Nikolaos looked up at the full moon, which shone through a shroud of autumn clouds. “Her too.”
“Why us? You understand we’re not going to have sex with you, right? I mean, if we live forever, I guess it’s possible we’ll come around to liking guys, but…”
He grinned. “I’ll never give up hope. But even a perv like me does want friends. Ade and I aren’t always the best match. Obviously.” He pulled up his knees and folded his arms around them, considering the moon again. “I got on well with Sanjay—Apollo. But they’ve killed him, and souls aren’t the most exciting friends. You and I tended to be good mates. Drinking buddies, in most lives, though in immortal days we couldn’t actually get very drunk. More like getting-other-people-drunk buddies.”
“Right on. So, Zoe? She got people drunk with us, or what?” Tabitha realized she kept steering the conversation toward Zoe, and felt dorky about it. She did want to learn more about that tasty Kiwi, but hadn’t decided yet if she wanted to be Zoe’s girlfriend, or her friend with occasional benefits, or what. Living potentially forever with a person was a daunting prospect, and Tab didn’t want to screw up their friendship, or relationship, right out of the gate. Thus the friendly but not totally affectionate texts, which she hoped weren’t offending Zoe.
“No, her I brought back because…” Niko lifted his chin toward the moon. “She’s magical.”
“I get that, if by ‘magical’ you mean ‘hot.’”
“I also mean magical.”
“We switch realms and ride ghost horses. Aren’t we all magical?”
“Yeah, but her more than most. You’ll see.”
Tabitha shrugged at the enigmatic remark, and squinted at him. “So, parties, you say. Hanging with famous people. How do we even do that?”
“I know a few and can introduce you.

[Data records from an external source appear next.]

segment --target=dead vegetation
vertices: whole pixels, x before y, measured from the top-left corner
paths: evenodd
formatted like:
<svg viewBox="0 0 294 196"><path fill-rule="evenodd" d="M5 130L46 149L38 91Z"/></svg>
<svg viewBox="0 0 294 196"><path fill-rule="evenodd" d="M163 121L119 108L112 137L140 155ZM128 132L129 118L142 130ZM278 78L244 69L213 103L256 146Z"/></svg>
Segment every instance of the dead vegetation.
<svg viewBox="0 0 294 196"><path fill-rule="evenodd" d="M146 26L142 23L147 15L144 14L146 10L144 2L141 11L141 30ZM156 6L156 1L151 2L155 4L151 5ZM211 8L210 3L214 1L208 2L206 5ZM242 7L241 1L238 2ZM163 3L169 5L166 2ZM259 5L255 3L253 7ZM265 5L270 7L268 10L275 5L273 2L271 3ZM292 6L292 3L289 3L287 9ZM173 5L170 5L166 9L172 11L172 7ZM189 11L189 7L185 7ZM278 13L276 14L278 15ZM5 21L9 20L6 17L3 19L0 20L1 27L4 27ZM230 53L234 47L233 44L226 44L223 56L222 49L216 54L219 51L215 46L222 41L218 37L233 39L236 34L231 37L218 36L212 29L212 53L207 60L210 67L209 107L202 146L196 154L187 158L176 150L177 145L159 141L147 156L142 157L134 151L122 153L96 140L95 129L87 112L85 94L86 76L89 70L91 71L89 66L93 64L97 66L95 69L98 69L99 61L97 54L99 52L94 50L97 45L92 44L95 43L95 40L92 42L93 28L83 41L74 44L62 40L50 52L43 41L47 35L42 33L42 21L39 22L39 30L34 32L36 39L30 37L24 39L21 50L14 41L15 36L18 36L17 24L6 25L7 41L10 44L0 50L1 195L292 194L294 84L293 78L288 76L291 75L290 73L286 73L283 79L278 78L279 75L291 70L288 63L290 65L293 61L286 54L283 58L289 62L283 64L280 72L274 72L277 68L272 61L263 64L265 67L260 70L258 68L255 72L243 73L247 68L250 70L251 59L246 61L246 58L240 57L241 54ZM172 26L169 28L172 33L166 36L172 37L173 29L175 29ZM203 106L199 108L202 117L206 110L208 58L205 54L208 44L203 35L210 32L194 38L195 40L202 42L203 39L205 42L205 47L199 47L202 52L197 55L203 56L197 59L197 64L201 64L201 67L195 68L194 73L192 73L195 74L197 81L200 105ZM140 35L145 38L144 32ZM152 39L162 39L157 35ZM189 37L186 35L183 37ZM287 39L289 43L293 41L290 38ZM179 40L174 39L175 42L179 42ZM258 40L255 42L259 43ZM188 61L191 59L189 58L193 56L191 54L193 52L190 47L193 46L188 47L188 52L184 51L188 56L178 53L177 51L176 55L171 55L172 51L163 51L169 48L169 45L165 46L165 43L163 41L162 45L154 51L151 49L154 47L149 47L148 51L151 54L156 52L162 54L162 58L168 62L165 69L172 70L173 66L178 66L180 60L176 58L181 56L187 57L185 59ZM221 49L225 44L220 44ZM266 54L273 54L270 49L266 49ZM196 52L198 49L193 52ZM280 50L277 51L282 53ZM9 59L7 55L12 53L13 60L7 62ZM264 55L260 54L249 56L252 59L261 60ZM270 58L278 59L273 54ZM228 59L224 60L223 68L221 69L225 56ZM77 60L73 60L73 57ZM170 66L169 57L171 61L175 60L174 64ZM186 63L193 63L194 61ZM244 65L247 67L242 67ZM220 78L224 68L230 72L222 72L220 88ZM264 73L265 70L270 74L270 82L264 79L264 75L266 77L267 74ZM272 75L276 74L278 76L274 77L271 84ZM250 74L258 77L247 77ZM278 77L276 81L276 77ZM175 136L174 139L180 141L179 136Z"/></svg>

Your charm and charisma will do the rest.”
“Not with my sucky wardrobe and small-town hair,” Tabitha grumbled.
“Money f
ixes those.”
She considered that truth, and remembered something he had said about diamonds and emeralds in the Underworld. “You said we can get money?”
“Already have it. Mountains of it. You’re welcome to some. Immortal’s salary, let’s call it.”

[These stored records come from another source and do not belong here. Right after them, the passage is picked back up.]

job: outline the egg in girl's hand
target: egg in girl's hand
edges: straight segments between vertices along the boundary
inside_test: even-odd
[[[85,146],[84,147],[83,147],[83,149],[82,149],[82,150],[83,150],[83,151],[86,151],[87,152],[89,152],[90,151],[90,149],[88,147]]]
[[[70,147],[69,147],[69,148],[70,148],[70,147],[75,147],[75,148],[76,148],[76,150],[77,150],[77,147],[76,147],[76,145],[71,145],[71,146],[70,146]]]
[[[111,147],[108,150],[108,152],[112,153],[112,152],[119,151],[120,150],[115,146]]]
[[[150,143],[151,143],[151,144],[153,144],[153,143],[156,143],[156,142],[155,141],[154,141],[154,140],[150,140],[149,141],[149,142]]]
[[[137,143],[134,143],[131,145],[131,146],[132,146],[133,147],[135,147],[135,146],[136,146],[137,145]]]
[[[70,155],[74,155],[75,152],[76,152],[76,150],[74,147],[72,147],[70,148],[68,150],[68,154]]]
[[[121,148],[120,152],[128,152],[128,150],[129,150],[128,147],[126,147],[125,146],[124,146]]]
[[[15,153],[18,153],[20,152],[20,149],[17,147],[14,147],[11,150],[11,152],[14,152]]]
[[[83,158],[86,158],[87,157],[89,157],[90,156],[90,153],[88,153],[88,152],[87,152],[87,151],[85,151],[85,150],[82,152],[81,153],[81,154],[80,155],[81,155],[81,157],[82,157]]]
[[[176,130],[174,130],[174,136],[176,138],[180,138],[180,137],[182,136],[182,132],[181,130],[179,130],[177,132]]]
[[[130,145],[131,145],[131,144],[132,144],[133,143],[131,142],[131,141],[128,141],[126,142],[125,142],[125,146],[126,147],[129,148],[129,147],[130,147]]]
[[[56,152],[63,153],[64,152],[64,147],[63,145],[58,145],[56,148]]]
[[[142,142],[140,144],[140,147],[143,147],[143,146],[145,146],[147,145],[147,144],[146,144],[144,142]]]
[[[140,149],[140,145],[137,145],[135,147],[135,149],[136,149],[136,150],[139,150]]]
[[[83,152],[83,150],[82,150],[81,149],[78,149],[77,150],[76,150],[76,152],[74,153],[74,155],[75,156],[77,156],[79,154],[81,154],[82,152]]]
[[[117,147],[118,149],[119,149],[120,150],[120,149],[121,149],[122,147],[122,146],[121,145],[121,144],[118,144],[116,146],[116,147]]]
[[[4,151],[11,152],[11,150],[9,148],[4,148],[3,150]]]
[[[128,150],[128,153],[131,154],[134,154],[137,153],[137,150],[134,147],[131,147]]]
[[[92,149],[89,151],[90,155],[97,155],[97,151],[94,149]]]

“Hmm. Then you’re saying I can have some fun while I decide what to do with eternity. Enjoy the perks first.”
Niko lay back, folding his arms behind his head. “The world is your jar of caviar, my dear.”

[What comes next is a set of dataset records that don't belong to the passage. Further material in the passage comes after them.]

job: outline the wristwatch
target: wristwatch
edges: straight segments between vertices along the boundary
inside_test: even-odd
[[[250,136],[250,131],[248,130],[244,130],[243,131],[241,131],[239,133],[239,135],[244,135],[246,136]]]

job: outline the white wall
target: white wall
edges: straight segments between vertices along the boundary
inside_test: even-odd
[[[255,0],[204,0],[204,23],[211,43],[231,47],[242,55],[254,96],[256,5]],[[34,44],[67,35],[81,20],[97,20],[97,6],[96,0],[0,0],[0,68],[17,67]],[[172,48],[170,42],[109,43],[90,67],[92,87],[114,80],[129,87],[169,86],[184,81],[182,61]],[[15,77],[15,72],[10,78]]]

Zoe lay on her back in the grass, gazing up at the feathery leaves of the titoki tree above her. She’d never actually seen the tree till this spring. All her life, in her parents’ back garden, she’d heard its leaves rustling in the wind, touched its fallen seeds upon the ground, and sometimes thought she felt the tree’s vibrant life force quivering through the Earth under her. To finally gaze upon it was a priceless treat.
And yet, closing her eyes worked best for sensing the magic. So she closed them. At once she felt the trunk stretching its roots like fingers into the soil. She sensed the mushrooms, mosses, worms, beetles, spiders, and every little quiver of life that added up to the symphony of Earth magic. It balanced the sky magic perfectly, the warmth of the sun and the rush of the wind as they poured across her.
She hadn’t reached Hekate’s life yet, though she was moving backward faster than Tab was, to judge from Tab’s laid-back texts. But Zoe already understood how closely her own soul always linked itself to magic—witchcraft, if you wanted to call it that. And she already knew that in the Underworld, the Earth magic was of course immeasurably strong, but the huge mass of souls brought sky magic with them to balance it, and that was why they glowed.
Later, after going indoors, such thoughts never made much sense to her. But at the moment, lying with her eyes closed, her back against the Earth, spring’s breath washing over her, it felt like the clearest, purest logic.
Chapter Ten
The immortals sat around a fire in the spirit realm, eyes locked on Hades and Persephone as they told their revelation of finding the long-dreamed-of golden apple. Getting them all together in one place for a meeting on short notice had not been easy. It had taken a good deal of searching to find some of them in the first place, as plenty of them still couldn’t track one another. But Persephone, Hades, and Demeter had urged the importance of the topic upon everyone, and insisted they come at once.